I can’t plant on the northeast corner because that is where the best oak in the neighborhood is growing. Yeah that one, the one I paid the arborist so much to clean up, too shady there and I can’t disturb the roots. The south west corner is where the mini-barn/garage is going and where, as it so happens, there are two other large oaks I want to keep because they put shade on the house on those blistering summer days. So that leaves the northwest corner…
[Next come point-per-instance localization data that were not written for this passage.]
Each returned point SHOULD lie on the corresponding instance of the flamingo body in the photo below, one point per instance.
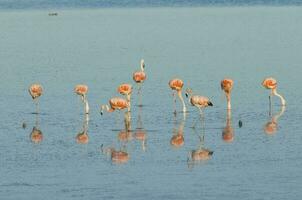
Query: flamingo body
(81, 89)
(119, 156)
(125, 89)
(35, 90)
(82, 138)
(176, 84)
(200, 101)
(269, 83)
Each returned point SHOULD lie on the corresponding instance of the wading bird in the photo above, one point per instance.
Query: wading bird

The area will certainly be big enough to hold the orchard, but there is a very big oak and a very old dogwood there. The dogwood is not so hard to cut down as it has lost its crown in the last storm we had. So we took it out today. However, there is still too much shade for the orchard. I feel as if the oak tree is standing there looking at me. I see how big it is, and I understand how long it took to get to that height. I wonder if the neighbors will hate me in the morning as I’m walking towards the tree man to tell him to cut it down too.
Do six fruit trees, three blueberry bushes, and two muscadines make up for one very large, old oak tree? I have second thoughts, but too late now to change my mind; it’s down, being cut for firewood.
Meanwhile, I look at my little fruit trees all lined up and waiting to stretch their roots into to soil and their little limbs to the sky, and I decide that it was a good trade.